Inhibitory effects of nitric oxide on invasion of human cancer cells
Citation:
Wang, F., Zhang, R., Xia, T., Hsu, E., Cai, Y., Gu, Z., Hankinson, O. Inhibitory effects of nitric oxide on invasion of human cancer cells (2007). Cancer Letters, 257 (2), pp. 274-282.
PMID: 17869411
Summary:
This paper talks about testing whether or not NO had an inhibitory effect on cancer cell invasion and also exploring the mechanism of the inhibition. In particular, they explored the effect of NO on HIF-1, which is involved in the transcription of many genes linked to cell proliferation, angiogenesis, and metastasis. HIF-1 often overexpressed in human cancers as a result of hypoxia at the tumor site and genetic mutations; and its overexpression has been associated with patient morality in many studies.
For their experiments, the group used prostate cancer cell line PC-3M and bladder cancer cell line T24 cells as their strains and performed invasion assays using Matrigel invasion chambers.
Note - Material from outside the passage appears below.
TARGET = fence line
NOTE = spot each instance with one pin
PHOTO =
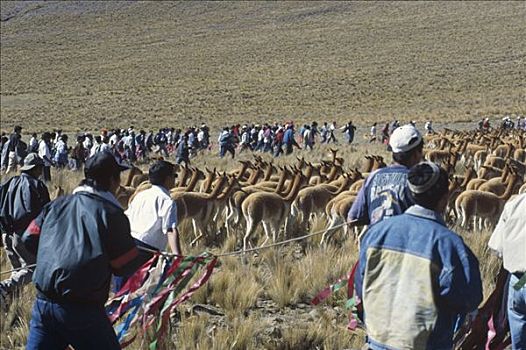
(232, 253)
The cells were seeded in the Matrigel chambers both under normal conditions and also after hypoxia treatments , during which the chambers were placed in an airtight cell culture incubator maintained with low levels of oxygen for 24 hours and then cultured under normal conditions afterwards for another 24 hours.
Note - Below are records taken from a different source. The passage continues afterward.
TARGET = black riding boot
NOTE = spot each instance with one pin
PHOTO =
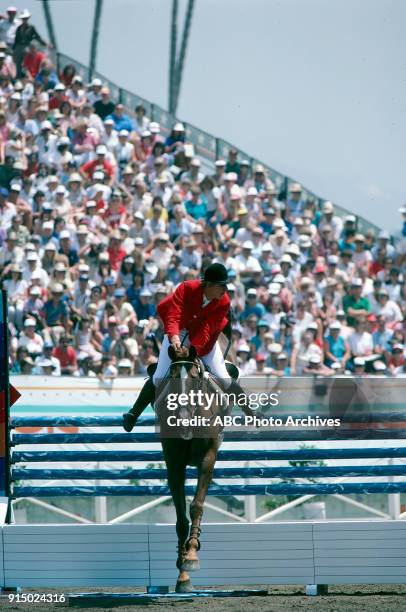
(235, 388)
(146, 396)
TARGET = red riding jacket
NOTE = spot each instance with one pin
(183, 309)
In their experiments, sodium nitroprusside (SNP) was used as a nitric oxide donor. In addition to invasion assays, immunoblotting techniques were used to detect HIF-1 protein levels and cell proliferation rates were measured for cultures treated with SNP alone and with SNP and a NO scavenger PTIO together, as well as other controls. From the experiments, hypoxia conditions increased cell proliferation and invasion as well as higher levels of HIF-1. Their results also showed that SNP strongly inhibited the invasion of the cells. In the presence of a NO scavenger), the effect of SNP on invasion was negated, which suggests that invasion is dependent on how much NO is released. From the immunoblotting assays, it was shown that SNP inhibits the expression of HIF-1 for the two strains at 100uM.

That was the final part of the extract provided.